More than 100 Russian soldiers were killed, while seven tanks and two ammunition dumps were destroyed during the fighting in the Kherson region – a key link in Moscow’s supply lines – which is in the focus of the Ukrainian military’s counter-offensive in the south and a key link in Moscow’s supply lines.
Kyiv military’s southern command said on Saturday that it has also cut rail traffic to Kherson over the Dnipro River aiming to further isolate Russian forces – situated west and east of the river – from supplies in occupied Crimea.
In the last few weeks, Kyiv forces badly damaged three bridges across the Dnipro using Western-supplied long-range missile systems and managed to cut off Kherson city, leaving highly vulnerable Russian troops of the 49th Army stationed on the west bank of the river.
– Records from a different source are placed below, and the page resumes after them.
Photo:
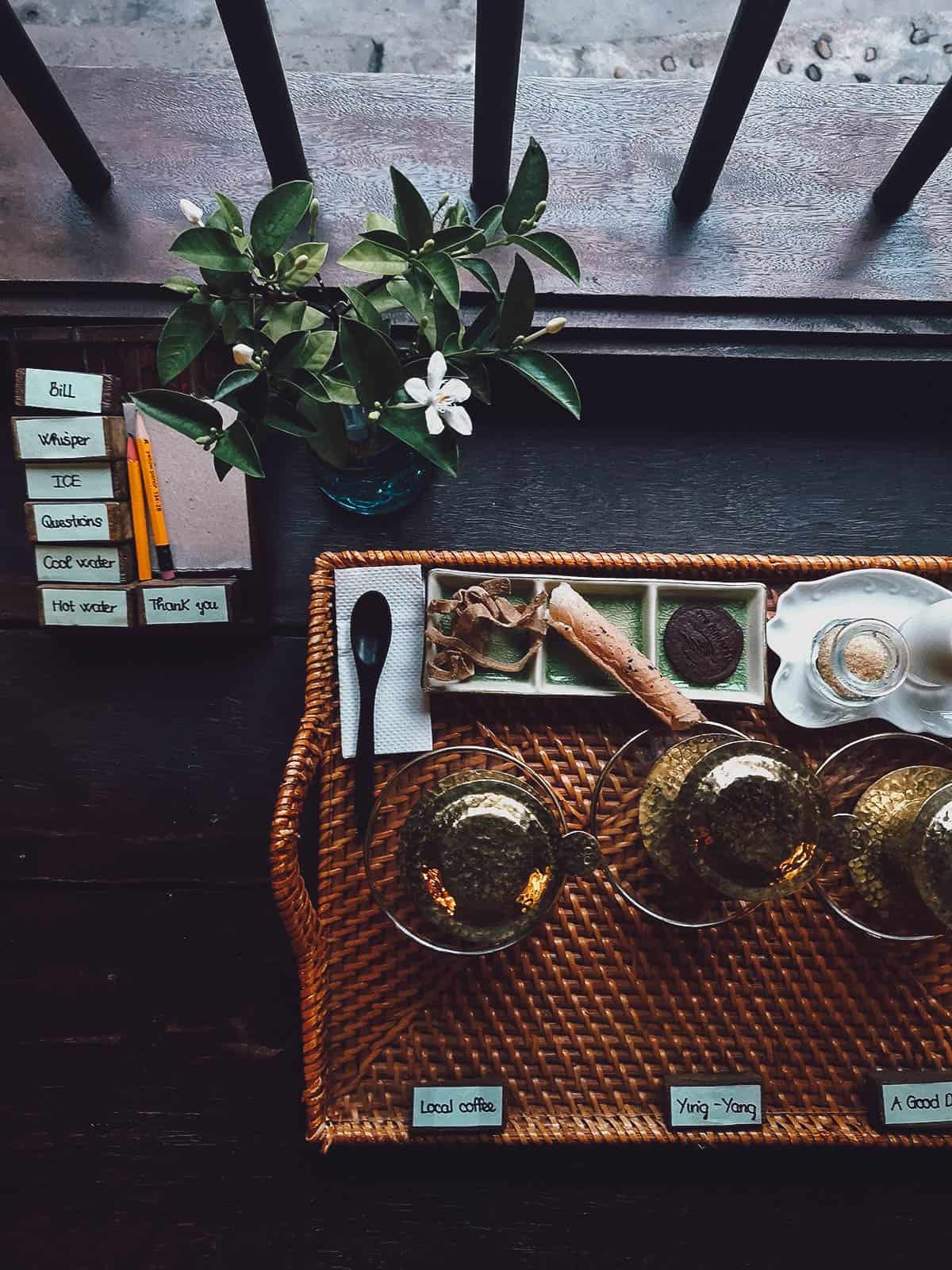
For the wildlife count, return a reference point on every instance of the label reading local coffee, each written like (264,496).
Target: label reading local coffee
(171,606)
(75,606)
(63,391)
(71,522)
(715,1103)
(78,480)
(78,564)
(919,1100)
(61,438)
(455,1108)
As a result of that part of the offensive, traffic over the rail bridge crossing the Dnipro is not possible, said Ukraine’s southern command which is trying to establish control over the occupied territory’s main transport links.
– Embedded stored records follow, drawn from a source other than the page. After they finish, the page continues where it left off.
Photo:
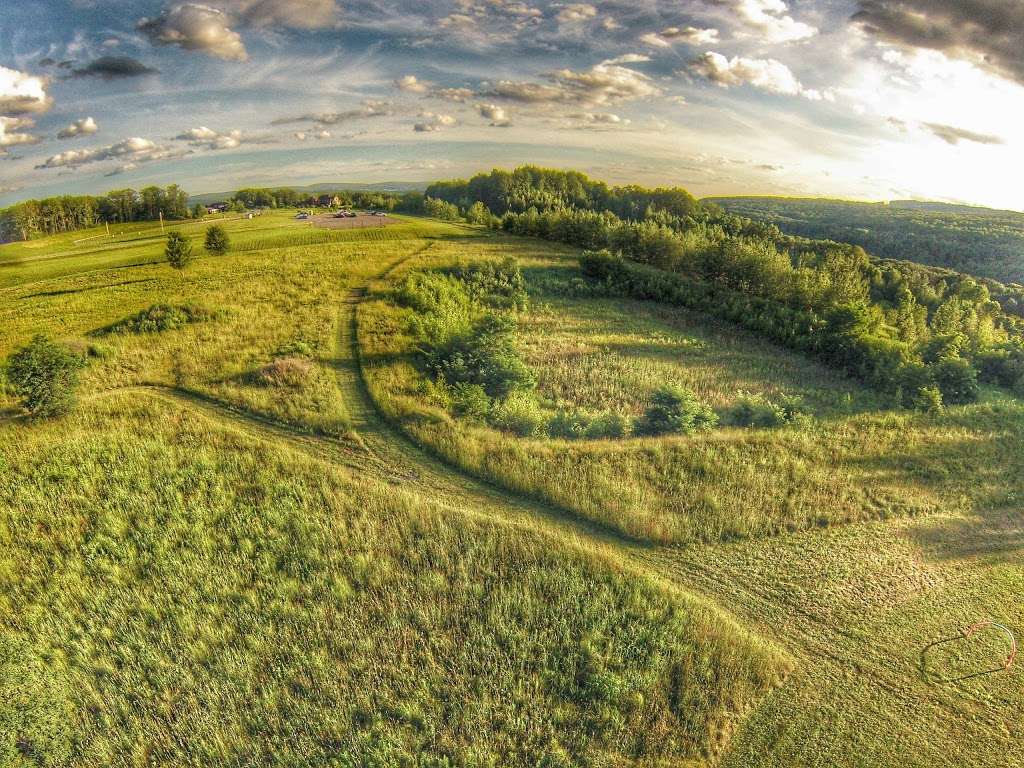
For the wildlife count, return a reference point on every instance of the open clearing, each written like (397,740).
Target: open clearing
(358,221)
(193,540)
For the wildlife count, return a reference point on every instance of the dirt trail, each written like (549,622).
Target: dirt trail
(822,650)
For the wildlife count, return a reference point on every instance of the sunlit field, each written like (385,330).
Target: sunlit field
(262,537)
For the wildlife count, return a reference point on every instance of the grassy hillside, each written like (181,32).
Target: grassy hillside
(855,460)
(982,242)
(227,555)
(194,570)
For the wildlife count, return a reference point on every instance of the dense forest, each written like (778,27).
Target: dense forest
(36,218)
(290,198)
(979,241)
(924,336)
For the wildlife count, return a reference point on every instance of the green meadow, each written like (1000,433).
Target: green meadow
(265,535)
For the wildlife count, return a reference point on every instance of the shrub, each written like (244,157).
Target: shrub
(496,283)
(289,373)
(217,242)
(470,401)
(520,415)
(674,410)
(478,214)
(45,376)
(957,381)
(608,426)
(604,265)
(160,317)
(758,411)
(178,251)
(568,424)
(485,355)
(927,399)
Dmytro Butriy, the pro-Ukrainian governor of the Kherson region, said that the Berislav district, which is situated across the river northwest of the hydroelectric powerplant Kakhovka, was particularly hard hit.
He said that some villages are completely destroyed without a single home left intact, and all infrastructure has been destroyed, so people are forced to live in cellars.
Meanwhile, forty Ukrainian POWs were killed and 75 were wounded in a missile strike on Friday at the prison in the frontline town of Olenivka held by Moscow-backed separatists.
Reuters journalists at the prison have confirmed some of the deaths.
While Russia’s defense ministry and the spokesperson for the separatists, who put the death toll at 53, are accusing Kyiv of targeting the prison with US-made HIMARS rockets, Ukraine’s army denied responsibility blaming Moscow of targeted the prison to hide the POWs’ mistreatment.